Figure 3.

Myrosin Cell Development in Leaf Primordia of fama Loss-of-Function Mutants.

(A) Exon-intron organization of FAMA. T-DNA insertions are shown for fama-1 (SALK_100073) and fama-3 (FLAG_485G02). Closed boxes, exons; solid lines, introns.

(B) Quantitative RT-PCR of FAMA in 28 d after germination plants of fama-1, fama-3, and their respective wild-type lines (Col-0 and Ws-4) using Actin2 as a control. Error bars indicate 95% confidence intervals (n = 3).

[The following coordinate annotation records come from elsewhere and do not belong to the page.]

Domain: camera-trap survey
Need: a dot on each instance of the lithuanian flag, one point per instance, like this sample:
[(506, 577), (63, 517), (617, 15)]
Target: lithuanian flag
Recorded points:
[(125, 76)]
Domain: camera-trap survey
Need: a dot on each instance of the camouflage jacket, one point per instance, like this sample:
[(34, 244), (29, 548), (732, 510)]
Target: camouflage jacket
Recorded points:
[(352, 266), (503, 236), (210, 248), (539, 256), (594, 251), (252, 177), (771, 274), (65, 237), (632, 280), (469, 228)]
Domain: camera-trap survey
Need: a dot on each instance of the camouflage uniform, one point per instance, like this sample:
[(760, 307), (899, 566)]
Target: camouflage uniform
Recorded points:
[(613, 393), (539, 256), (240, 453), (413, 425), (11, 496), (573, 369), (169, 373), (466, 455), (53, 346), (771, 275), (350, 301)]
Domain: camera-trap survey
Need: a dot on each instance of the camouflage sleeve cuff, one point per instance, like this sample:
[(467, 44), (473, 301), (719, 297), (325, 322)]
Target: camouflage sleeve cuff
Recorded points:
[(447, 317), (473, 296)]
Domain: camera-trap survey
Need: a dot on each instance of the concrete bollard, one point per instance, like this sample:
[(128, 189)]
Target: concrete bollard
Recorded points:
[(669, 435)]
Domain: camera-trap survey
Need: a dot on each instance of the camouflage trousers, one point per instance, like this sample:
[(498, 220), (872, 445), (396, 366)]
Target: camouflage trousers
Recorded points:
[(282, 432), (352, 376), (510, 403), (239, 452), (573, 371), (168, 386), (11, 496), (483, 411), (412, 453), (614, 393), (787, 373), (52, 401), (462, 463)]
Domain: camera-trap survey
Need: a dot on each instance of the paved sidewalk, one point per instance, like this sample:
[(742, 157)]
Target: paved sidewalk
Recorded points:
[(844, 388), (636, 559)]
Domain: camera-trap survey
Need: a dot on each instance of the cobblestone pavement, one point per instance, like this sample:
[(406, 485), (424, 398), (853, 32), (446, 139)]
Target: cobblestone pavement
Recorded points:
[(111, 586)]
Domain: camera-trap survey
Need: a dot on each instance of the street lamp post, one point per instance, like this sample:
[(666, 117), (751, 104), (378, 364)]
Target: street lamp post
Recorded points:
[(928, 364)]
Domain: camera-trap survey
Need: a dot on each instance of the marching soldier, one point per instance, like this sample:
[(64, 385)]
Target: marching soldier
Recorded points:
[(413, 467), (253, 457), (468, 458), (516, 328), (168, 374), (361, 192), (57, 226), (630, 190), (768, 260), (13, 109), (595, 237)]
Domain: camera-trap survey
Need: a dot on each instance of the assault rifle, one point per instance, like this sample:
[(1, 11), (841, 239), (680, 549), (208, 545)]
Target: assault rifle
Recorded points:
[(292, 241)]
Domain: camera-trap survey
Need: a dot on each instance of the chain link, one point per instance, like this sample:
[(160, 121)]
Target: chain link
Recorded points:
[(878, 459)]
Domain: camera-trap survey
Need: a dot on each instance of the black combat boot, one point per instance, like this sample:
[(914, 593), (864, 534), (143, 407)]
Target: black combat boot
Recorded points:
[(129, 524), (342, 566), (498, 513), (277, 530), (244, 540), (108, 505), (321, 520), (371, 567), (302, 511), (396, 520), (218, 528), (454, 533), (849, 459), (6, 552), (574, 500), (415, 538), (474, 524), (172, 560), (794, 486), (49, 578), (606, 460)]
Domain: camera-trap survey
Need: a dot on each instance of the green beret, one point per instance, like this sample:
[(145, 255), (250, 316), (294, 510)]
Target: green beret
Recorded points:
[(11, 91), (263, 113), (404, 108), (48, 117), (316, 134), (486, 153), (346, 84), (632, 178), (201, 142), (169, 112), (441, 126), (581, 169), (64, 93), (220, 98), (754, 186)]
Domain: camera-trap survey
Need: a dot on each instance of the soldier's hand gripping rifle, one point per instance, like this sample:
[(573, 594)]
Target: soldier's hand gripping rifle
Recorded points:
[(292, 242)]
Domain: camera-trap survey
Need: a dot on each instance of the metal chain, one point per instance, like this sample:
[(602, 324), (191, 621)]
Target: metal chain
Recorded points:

(C) GUS staining of the rosette leaves of Col-0 and fama-1 plants expressing the myrosin cell markers MYR001:GUS (upper panels) and ProTGG2:GUS (lower panels). The boxed areas in the left panels are enlarged (middle panels).

(D) Quantitative RT-PCR of TGG1 in 28 d after germination plants of fama-1, fama-3, and their respective wild-type lines (Col-0 and Ws-4) using Actin2 as a control. Error bars indicate 95% confidence intervals (n = 3).

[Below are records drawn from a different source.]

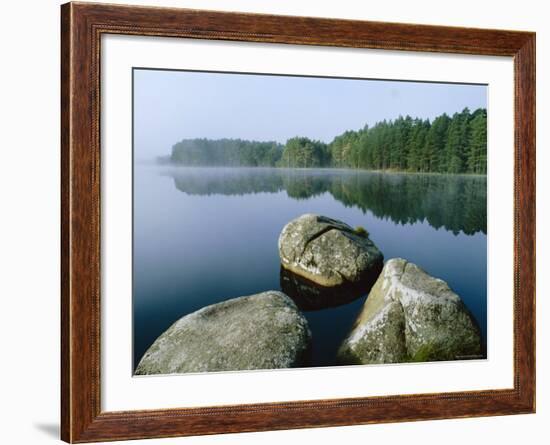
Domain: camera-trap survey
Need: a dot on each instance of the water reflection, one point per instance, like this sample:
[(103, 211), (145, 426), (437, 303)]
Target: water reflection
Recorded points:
[(455, 202)]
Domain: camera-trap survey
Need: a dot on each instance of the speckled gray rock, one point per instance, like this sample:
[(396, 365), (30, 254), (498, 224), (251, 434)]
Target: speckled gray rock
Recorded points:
[(262, 331), (328, 252), (410, 316)]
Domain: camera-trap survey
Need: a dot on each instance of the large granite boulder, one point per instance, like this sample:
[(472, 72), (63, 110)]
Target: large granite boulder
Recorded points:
[(329, 252), (410, 316), (262, 331)]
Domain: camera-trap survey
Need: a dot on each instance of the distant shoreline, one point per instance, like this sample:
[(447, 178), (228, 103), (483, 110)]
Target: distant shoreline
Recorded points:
[(328, 168)]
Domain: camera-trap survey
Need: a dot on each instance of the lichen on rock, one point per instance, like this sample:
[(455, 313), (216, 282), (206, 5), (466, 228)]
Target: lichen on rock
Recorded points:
[(411, 316), (261, 331), (328, 252)]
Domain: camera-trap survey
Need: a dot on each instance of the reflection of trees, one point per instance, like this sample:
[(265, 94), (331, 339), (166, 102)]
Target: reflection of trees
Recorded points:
[(454, 202)]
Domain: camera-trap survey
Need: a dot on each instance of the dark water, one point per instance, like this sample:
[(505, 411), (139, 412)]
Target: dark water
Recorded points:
[(204, 235)]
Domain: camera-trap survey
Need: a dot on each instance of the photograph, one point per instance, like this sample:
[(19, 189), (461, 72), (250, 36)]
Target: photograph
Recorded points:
[(289, 221)]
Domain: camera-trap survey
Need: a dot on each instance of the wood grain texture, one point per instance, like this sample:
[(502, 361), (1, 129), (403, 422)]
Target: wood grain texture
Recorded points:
[(81, 28)]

(E) Immunoblot analysis of rosette leaves (upper panel) and stems and flowers (lower panel) of fama-1, fama-3, and their respective wild-type lines (Col-0 and Ws-4) with anti-TGG1 antibody (left panels) and anti-TGG2 antibody (right panel).

(F) GUS staining of the rosette leaves of F1 progenies of Col-0 × Ws-4 (left panel) and fama-1 × fama-3 (right panel), both of which expressed MYR001:GUS.

(G) Immunoblot analysis of rosette leaves of the indicated F1 progenies with anti-TGG1 antibody (upper) and anti-TGG2 antibody (lower).